UNC Charlotte’s College of Education also has a painting by T.J. Reddy on permanent exhibit. The painting depicts a wise woman who is presented as being at one with nature. Located just outside the Dean’s office, it was donated by then Dean Mary Lynn Calhoun when her associate dean, Barbara Edwards, retired. As Barbara recently recalled, Reddy came to her retirement party:
“Having been friends with T.J. since the late 1970s, I was delighted that he found time to come to my retirement party at UNC Charlotte in 2009. But I was completely speechless when Dean Mary Lynne Calhoun and T.J. surprised me with their subterfuge and presented one of his beautiful paintings from the series, Scenes for the Teacher, to be hung in the College of Education in my honor. As was his custom, T.J. renamed the painting to suit the occasion of its transference from him to a permanent home. He called it Accolade.“
T.J. Reddy had a special connection to UNC Charlotte. He promoted the establishment of UNC Charlotte’s Black Studies Program when he was an undergraduate student, and this program evolved into an academic department, which is now called the Africana Studies Department. He was the very first artist-in-residence in the department in 2009. At the end of his residency, he gave the department a portrait of Dr. Bertha Maxwell-Roddy, the founding chair of what was then called the Afro-American and African Studies Department at UNC Charlotte. Reddy called this painting Bertha and Her Children. This painting is one of several works by Reddy in which a female figure is surrounded by the bounty and beauty of nature. In this particular painting, however, the background is peopled with smaller figures, representing the countless students and other people whose lives were shaped in some way by Dr. Maxwell-Roddy.
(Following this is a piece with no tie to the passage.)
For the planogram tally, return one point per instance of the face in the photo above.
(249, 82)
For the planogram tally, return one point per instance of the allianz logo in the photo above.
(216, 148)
In Bertha and Her Children and in many of Reddy’s other paintings, teachers and elders are honored. Through his art, T.J. always celebrated the people who care for children, who teach students, who nurture creativity, and who build communities. He sometimes talked about how we all belong to a larger “human ecology,” and this theme of interconnectedness permeates his art. In many ways, Reddy is an artist for these divisive times. His paintings draw attention to the many injustices that riddle our society, but they also help see all that we have in common, offering a vision of a more caring and just world.
Mark I. West is a professor of English at UNC Charlotte, where he has taught since 1984. He was recently selected for the Bonnie Cone Professorship in Civic Engagement in recognition for his community-service activities. His articles have appeared in various national publications, such as The New York Times Book Review, Publishers Weekly, Americana, and British Heritage.